L’un des accusés dans cette affaire est un étudiant de deuxième année du Collège automobile d’État de Minsk, Maxime Babitch. Il a été arrêté dans la matinée du 19 octobre alors qu’il se rendait à l’université et a été placé au centre de détention provisoire à Akrestsina. Maxime Babitch a des problèmes de santé, une malformation cardiaque pour être plus précis.
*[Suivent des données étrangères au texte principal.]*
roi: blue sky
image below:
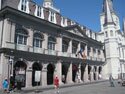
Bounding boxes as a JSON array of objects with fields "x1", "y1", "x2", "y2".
[{"x1": 34, "y1": 0, "x2": 125, "y2": 32}]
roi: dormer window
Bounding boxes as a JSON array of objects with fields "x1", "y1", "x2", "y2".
[{"x1": 21, "y1": 0, "x2": 27, "y2": 11}]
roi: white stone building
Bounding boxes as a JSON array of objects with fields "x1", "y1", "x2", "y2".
[{"x1": 0, "y1": 0, "x2": 125, "y2": 87}]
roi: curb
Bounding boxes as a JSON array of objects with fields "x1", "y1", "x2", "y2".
[{"x1": 19, "y1": 80, "x2": 108, "y2": 93}]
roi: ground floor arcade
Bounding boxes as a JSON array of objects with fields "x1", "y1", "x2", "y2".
[{"x1": 0, "y1": 52, "x2": 103, "y2": 87}]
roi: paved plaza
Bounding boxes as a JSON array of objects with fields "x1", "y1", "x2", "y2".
[{"x1": 1, "y1": 82, "x2": 125, "y2": 94}]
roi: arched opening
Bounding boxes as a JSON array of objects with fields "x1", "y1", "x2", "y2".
[
  {"x1": 98, "y1": 66, "x2": 102, "y2": 79},
  {"x1": 13, "y1": 61, "x2": 27, "y2": 87},
  {"x1": 47, "y1": 64, "x2": 55, "y2": 85},
  {"x1": 32, "y1": 62, "x2": 42, "y2": 86},
  {"x1": 81, "y1": 64, "x2": 86, "y2": 81},
  {"x1": 94, "y1": 66, "x2": 97, "y2": 80},
  {"x1": 72, "y1": 64, "x2": 78, "y2": 82},
  {"x1": 62, "y1": 64, "x2": 69, "y2": 83},
  {"x1": 88, "y1": 66, "x2": 91, "y2": 80},
  {"x1": 99, "y1": 67, "x2": 102, "y2": 74}
]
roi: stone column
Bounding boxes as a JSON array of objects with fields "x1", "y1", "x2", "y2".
[
  {"x1": 41, "y1": 64, "x2": 48, "y2": 86},
  {"x1": 90, "y1": 66, "x2": 94, "y2": 81},
  {"x1": 66, "y1": 63, "x2": 73, "y2": 83},
  {"x1": 84, "y1": 65, "x2": 89, "y2": 82},
  {"x1": 54, "y1": 60, "x2": 62, "y2": 84}
]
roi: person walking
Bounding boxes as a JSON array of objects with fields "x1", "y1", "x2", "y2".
[
  {"x1": 54, "y1": 75, "x2": 59, "y2": 94},
  {"x1": 2, "y1": 78, "x2": 9, "y2": 93},
  {"x1": 109, "y1": 74, "x2": 115, "y2": 87}
]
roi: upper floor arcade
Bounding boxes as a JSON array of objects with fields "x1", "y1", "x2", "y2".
[{"x1": 1, "y1": 0, "x2": 97, "y2": 40}]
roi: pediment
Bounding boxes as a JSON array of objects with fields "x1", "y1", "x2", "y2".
[{"x1": 64, "y1": 25, "x2": 86, "y2": 36}]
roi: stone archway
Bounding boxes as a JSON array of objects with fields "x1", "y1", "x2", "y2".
[
  {"x1": 47, "y1": 63, "x2": 55, "y2": 85},
  {"x1": 98, "y1": 66, "x2": 102, "y2": 79},
  {"x1": 13, "y1": 61, "x2": 27, "y2": 87},
  {"x1": 32, "y1": 62, "x2": 42, "y2": 86},
  {"x1": 81, "y1": 64, "x2": 86, "y2": 81},
  {"x1": 72, "y1": 64, "x2": 78, "y2": 82},
  {"x1": 62, "y1": 63, "x2": 69, "y2": 83},
  {"x1": 88, "y1": 66, "x2": 92, "y2": 80},
  {"x1": 94, "y1": 66, "x2": 97, "y2": 80}
]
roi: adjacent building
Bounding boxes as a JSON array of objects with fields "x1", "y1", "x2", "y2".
[{"x1": 0, "y1": 0, "x2": 125, "y2": 87}]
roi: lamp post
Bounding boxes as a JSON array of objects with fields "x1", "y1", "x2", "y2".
[{"x1": 9, "y1": 56, "x2": 14, "y2": 76}]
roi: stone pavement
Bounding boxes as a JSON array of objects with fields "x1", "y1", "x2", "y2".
[{"x1": 0, "y1": 80, "x2": 107, "y2": 94}]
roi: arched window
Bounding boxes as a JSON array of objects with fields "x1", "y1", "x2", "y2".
[
  {"x1": 48, "y1": 36, "x2": 56, "y2": 50},
  {"x1": 15, "y1": 29, "x2": 28, "y2": 45},
  {"x1": 21, "y1": 0, "x2": 27, "y2": 11},
  {"x1": 33, "y1": 33, "x2": 43, "y2": 48},
  {"x1": 62, "y1": 40, "x2": 68, "y2": 52}
]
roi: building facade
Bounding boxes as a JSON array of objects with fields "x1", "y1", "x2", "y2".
[
  {"x1": 98, "y1": 0, "x2": 125, "y2": 79},
  {"x1": 0, "y1": 0, "x2": 125, "y2": 87}
]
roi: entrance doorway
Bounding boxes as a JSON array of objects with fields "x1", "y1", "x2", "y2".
[
  {"x1": 13, "y1": 61, "x2": 27, "y2": 87},
  {"x1": 32, "y1": 62, "x2": 42, "y2": 86},
  {"x1": 47, "y1": 64, "x2": 55, "y2": 85}
]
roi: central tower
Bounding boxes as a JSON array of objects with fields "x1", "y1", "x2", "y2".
[{"x1": 100, "y1": 0, "x2": 120, "y2": 79}]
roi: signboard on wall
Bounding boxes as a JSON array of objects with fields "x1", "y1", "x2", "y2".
[{"x1": 35, "y1": 71, "x2": 41, "y2": 82}]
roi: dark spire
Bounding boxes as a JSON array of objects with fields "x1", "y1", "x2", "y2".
[
  {"x1": 103, "y1": 0, "x2": 114, "y2": 12},
  {"x1": 123, "y1": 18, "x2": 125, "y2": 34}
]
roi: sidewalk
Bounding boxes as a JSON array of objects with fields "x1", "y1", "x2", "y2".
[
  {"x1": 0, "y1": 80, "x2": 108, "y2": 94},
  {"x1": 21, "y1": 80, "x2": 108, "y2": 93}
]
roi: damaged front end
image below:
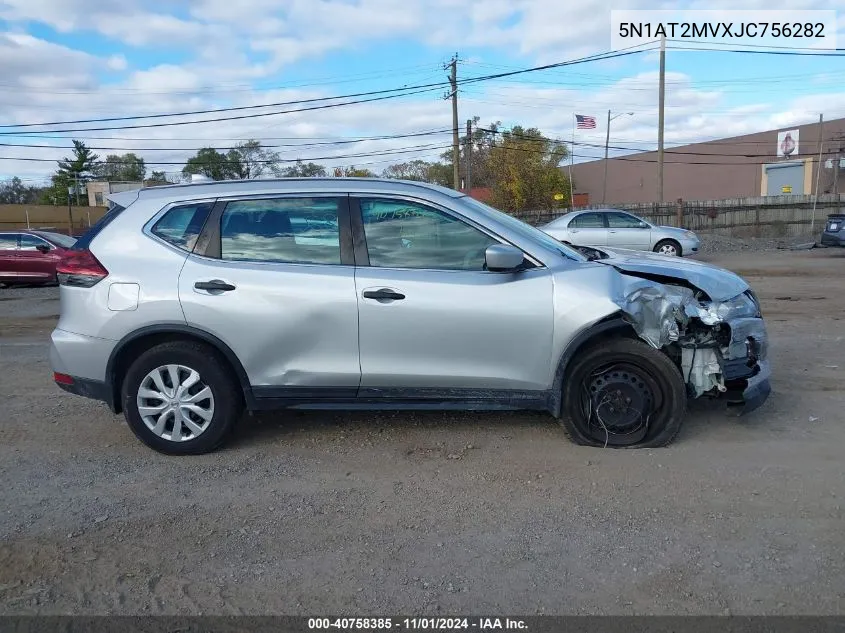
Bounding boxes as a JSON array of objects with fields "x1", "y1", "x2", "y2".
[{"x1": 616, "y1": 280, "x2": 771, "y2": 413}]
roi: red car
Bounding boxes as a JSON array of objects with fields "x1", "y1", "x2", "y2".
[{"x1": 0, "y1": 230, "x2": 76, "y2": 285}]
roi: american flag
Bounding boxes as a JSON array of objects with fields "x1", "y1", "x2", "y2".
[{"x1": 575, "y1": 114, "x2": 596, "y2": 130}]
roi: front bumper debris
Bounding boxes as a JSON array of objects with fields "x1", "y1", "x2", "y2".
[
  {"x1": 618, "y1": 285, "x2": 771, "y2": 414},
  {"x1": 724, "y1": 361, "x2": 772, "y2": 415},
  {"x1": 821, "y1": 232, "x2": 845, "y2": 246}
]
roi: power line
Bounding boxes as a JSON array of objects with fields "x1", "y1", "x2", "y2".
[
  {"x1": 0, "y1": 88, "x2": 448, "y2": 136},
  {"x1": 0, "y1": 128, "x2": 452, "y2": 152},
  {"x1": 0, "y1": 143, "x2": 451, "y2": 165},
  {"x1": 0, "y1": 45, "x2": 660, "y2": 136}
]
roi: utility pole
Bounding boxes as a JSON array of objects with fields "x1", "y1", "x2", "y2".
[
  {"x1": 601, "y1": 110, "x2": 610, "y2": 204},
  {"x1": 601, "y1": 110, "x2": 634, "y2": 204},
  {"x1": 446, "y1": 53, "x2": 461, "y2": 190},
  {"x1": 67, "y1": 187, "x2": 73, "y2": 235},
  {"x1": 657, "y1": 35, "x2": 666, "y2": 202},
  {"x1": 810, "y1": 114, "x2": 824, "y2": 233},
  {"x1": 466, "y1": 119, "x2": 472, "y2": 194}
]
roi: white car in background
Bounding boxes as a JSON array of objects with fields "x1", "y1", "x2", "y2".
[{"x1": 539, "y1": 209, "x2": 699, "y2": 257}]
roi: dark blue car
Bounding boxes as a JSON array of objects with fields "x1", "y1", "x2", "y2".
[{"x1": 822, "y1": 213, "x2": 845, "y2": 246}]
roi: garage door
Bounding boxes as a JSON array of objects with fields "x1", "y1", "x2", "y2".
[{"x1": 766, "y1": 161, "x2": 804, "y2": 196}]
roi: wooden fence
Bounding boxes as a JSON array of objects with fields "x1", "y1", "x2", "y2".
[
  {"x1": 0, "y1": 204, "x2": 106, "y2": 235},
  {"x1": 517, "y1": 194, "x2": 845, "y2": 238}
]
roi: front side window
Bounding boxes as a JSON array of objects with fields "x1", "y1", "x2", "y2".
[
  {"x1": 220, "y1": 198, "x2": 341, "y2": 264},
  {"x1": 569, "y1": 213, "x2": 604, "y2": 229},
  {"x1": 607, "y1": 213, "x2": 643, "y2": 229},
  {"x1": 21, "y1": 233, "x2": 50, "y2": 251},
  {"x1": 361, "y1": 199, "x2": 498, "y2": 271},
  {"x1": 151, "y1": 202, "x2": 213, "y2": 251},
  {"x1": 0, "y1": 233, "x2": 18, "y2": 251}
]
Les défenseurs des droits de l’homme ont déjà reconnu Maxime comme un prisonnier politique.
Les sources ouvertes contiennent également des informations sur trois autres cas de poursuites pénales contre des mineurs :
- À Jlobine, Vital Prokharaw a été arrêté dans la soirée du 11 août alors qu’il rentrait chez lui à pied depuis le terrain de sport. Le père du garçon a raconté à Nasha Niva que Vital avait été battu par des personnes en cagoule et attaché à une chaise. Les violences dans le commissariat de police avaient duré deux heures. « Tout son dos porte des traces de matraques, les jambes sont couvertes de bleus, son oeil est meurtri, il a des bosses sur la tête, des bleus sur tout le corps. Et il boite des deux jambes », a déclaré son père. Au début, on a dressé à Vital qu’un procès-verbal pour un délit administratif. Mais à la fin du mois d’août, une poursuite pénale a été engagée contre lui en vertu de l’art. 342 du code pénal bélarussien. On ignore à quel stade se trouve l’enquête à l’heure actuelle.
- À Minsk, selon le Centre de la défense des droits de l’homme Viasna, Uladzimir Kaspiarovitch, 17 ans, a fait l’objet d’une procédure pénale en vertu de l’article 293 du code pénal. Son domicile a été fouillé par les autorités.
- La semaine dernière, à Brest, le procès d’Artsiom Zeliankow a commencé, un jeune habitant de Kobryn, âgé de 17 ans, accusé d’avoir déchiré le drapeau de l’État (art. 370 du code pénal). Artsiom a reconnu sa culpabilité et n’a pas été détenu.
Un défenseur des droits de l’homme s’exprime : la mise en prison de mineurs est un phénomène particulier
Valiantsin Stefanovitch constate que le Bélarus a connu dans le passé des poursuites judiciaires pour des motifs politiques à l’encontre de mineurs. L’une des histoires les plus connues est celle de la persécution des militants du Front des Jeunes en 2006-2007 dans le cadre de l’art. 193-1 (« Activités pour le compte d’une organisation non enregistrée »). Un certain nombre de militants, dont Ivan Chyla et Nasta Palazhanka, étaient encore mineurs (bien qu’ils n’aient pas été placés en prison à l’époque). Plus tôt, en 1997, un militant de 16 ans, Vadzim Labkovitch, a été emprisonné pour des graffitis à teneur politique et a passé six mois en prison.
« Globalement, le phénomène n’est donc pas nouveau. Mais nous nous concentrons toujours sur l’âge, car mettre des mineurs en prison reste un cas particulier. Peu importe que la persécution soit politiquement motivée. Elle doit toujours être due à des circonstances extrêmes, lorsqu’un crime grave a réellement été commis. Dans la plupart des cas, les enfants doivent rester à la maison ; le tribunal doit tenir compte de leur âge et ne pas prononcer de peines impliquant l’emprisonnement », souligne le défenseur des droits de l’homme.
Stefanovitch estime qu’il n’est pas logique de détenir même des adultes s’ils sont accusés d’« émeutes de masse » ou de « violation grave de l’ordre public », car ces articles (293 et 342) n’entrent pas dans la catégorie des crimes graves.
« Pour ce qui est des poursuites pour des motifs politiques, nos exigences sont claires – la libération immédiate de tous », a-t-il souligné.